Nature heard from around a dozen participants in the Pfizer–BioNTech or Moderna trials, most of whom said that if they learnt they had received a placebo, they would take the vaccine if offered. “One reason I participated was my understanding that the standard for blinded studies is to unblind the study if the vaccine is highly effective, and offer all groups the vaccine,” says Moderna trial participant Emma Bernay, from Cincinnati, Ohio.

But if too many people cross over, the trials might not have sufficiently large control groups to gather statistically significant results for some long-term goals, says Stöhr. These include ruling out any long-term safety issues, and conclusively establishing whether the vaccine prevents people getting infected with SARS-CoV-2, or whether it simply protects infected people from getting the disease. There’s also the risk of people in trials other than the Pfizer–BioNTech and Moderna ones dropping out to get vaccinated under emergency-use provisions, says Larry Corey, a vaccinologist at the Fred Hutchinson Research Center in Seattle, Washington.

The Pfizer spokesperson says that the company will discuss with the FDA how it will gather data to comprehensively measure safety and efficacy if participants cross over.
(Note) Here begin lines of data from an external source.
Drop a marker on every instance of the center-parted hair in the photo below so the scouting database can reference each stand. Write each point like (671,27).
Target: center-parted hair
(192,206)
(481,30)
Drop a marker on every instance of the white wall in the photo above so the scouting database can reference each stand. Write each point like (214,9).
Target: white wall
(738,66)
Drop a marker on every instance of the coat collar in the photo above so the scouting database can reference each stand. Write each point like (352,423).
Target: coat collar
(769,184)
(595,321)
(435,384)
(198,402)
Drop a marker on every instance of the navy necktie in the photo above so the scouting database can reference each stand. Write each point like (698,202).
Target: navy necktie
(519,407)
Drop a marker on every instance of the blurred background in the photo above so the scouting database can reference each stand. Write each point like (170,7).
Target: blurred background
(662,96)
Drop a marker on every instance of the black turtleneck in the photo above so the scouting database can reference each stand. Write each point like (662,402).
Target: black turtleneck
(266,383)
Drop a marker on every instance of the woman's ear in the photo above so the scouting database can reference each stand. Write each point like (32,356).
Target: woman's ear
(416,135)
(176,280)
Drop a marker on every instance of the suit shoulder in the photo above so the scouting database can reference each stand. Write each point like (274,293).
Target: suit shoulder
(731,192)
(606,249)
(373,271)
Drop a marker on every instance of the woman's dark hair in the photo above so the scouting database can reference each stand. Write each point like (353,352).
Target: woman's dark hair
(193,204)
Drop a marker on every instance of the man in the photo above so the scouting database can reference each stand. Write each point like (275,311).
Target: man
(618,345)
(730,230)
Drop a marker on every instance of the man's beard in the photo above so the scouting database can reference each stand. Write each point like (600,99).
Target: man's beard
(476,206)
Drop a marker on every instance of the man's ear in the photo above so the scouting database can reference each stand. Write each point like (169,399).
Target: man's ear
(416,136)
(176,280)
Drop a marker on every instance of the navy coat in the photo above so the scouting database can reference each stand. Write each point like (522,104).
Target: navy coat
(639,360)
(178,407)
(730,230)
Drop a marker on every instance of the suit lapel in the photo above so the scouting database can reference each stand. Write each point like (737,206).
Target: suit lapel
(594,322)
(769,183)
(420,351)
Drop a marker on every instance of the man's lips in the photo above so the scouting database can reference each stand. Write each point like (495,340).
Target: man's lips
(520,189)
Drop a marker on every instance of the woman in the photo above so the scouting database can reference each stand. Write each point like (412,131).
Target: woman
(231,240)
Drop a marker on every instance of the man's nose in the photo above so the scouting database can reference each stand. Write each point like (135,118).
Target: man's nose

The company’s clinical-trial plan says it intends to monitor participants for two years after their final vaccine dose.

Other COVID-19 vaccine developers are also grappling with these issues. Eduardo Spitzer, the scientific director of the Elea Phoenix Laboratory in Buenos Aires, which is running trials in Argentina of a Chinese vaccine from Sinopharm in Beijing, is sure that the country will start an emergency-use vaccination programme. If that happens, doctors, nurses and other essential workers, many of whom have been enrolled in the trial, might be given mandatory vaccinations and therefore no longer qualify for participation in the trial. Other participants in the placebo group might drop out to get a shot they know is the vaccine. “I am 200% sure that an EUA will affect the trial,” says Spitzer.

Managing trial disruption
There are ways of managing such disruptions without jeopardizing the trial outcome, says Kathleen Neuzil, director of the Center for Vaccine Development and Global Health at the University of Maryland in Baltimore. She is also co-chair of the US National Institutes of Health’s COVID-19 Prevention Trials Network, which arranges clinical trials for companies including Pfizer and Moderna. Participants who initially received a placebo but crossed over to get the vaccine could be monitored as a separate group, and a comparison of the vaccine’s long-term efficacy and safety could be made between those groups, she says. Neuzil used a similar set-up to determine the length of protection offered by the first shingles vaccine.

Before unblinding the trials, companies could also ask volunteers to remain in the study and receive the vaccination as soon as the trial is over, says Corey.

Christian Smerz from Houston, Texas, a participant in the Pfizer trial, told Nature that he understands the importance of the placebo group for further testing and would consider staying in the trial.

Companies and regulators can also gather safety and efficacy data on people in the high-risk groups who purchase the vaccines, says Eng Eong Ooi, an infectious-disease researcher at Duke–NUS Medical School in Singapore.

But such data can be biased because they cannot be compared with data from a control group, says Ooi. However, they can still provide useful insights into safety and efficacy, he says. “We cannot have the best of both worlds. The world is in need of what we have now,” he says.

Nevertheless, once a COVID-19 vaccine receives emergency authorization, trials of subsequent vaccines will become more complicated, says Ooi, who is developing a vaccine that is in early trials. Companies starting new trials will have to show that their vaccines are better than those granted emergency approval, making trials more expensive. “Any vaccine approved, even if only for emergency use, will change the landscape of how vaccines get into the market,” he says.